I don't remember having a singular moment of revelation where I suddenly knew the Gods were real.
I was initially skeptical of Ásatrú because I didn't believe in the supernatural and my faith was science or secular humanism. Time did its thing and I found myself wanting more than that selfish worldview could ever provide. I wanted a community with deeper roots.
So, I went back to the Catholic Church of my upbringing. I had a true crisis of faith, rebelled against Yahweh and had held an anger at "God" for years. But in the decade that I had been away from it, that church had dramatically failed. The old folks wouldn't touch each other during the sign of peace because they were afraid of swine flu or avian flu- whichever fad flu it was. There were no young people. The Irish parish was full of Asians...
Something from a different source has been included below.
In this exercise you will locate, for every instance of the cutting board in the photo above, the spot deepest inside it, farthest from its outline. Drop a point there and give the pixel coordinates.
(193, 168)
I was also becoming racially aware at this time. I was growing frustrated with the erosion of traditional roles and status that I had been raised to expect and of the broader cultures’ rejection of natural order. I became interested in political movements, but ultimately was underwhelmed by the quality of the people involved compared with the ideals.
Along the way, I was introduced to "Norse paganism" and binged around various groups. Some were universalist (even though in practice it was all white people), some were "tribal" whereby the importance was on being adopted into the tribe, and some were Folkish with a focus on the kinship between the Aesir and the Folk.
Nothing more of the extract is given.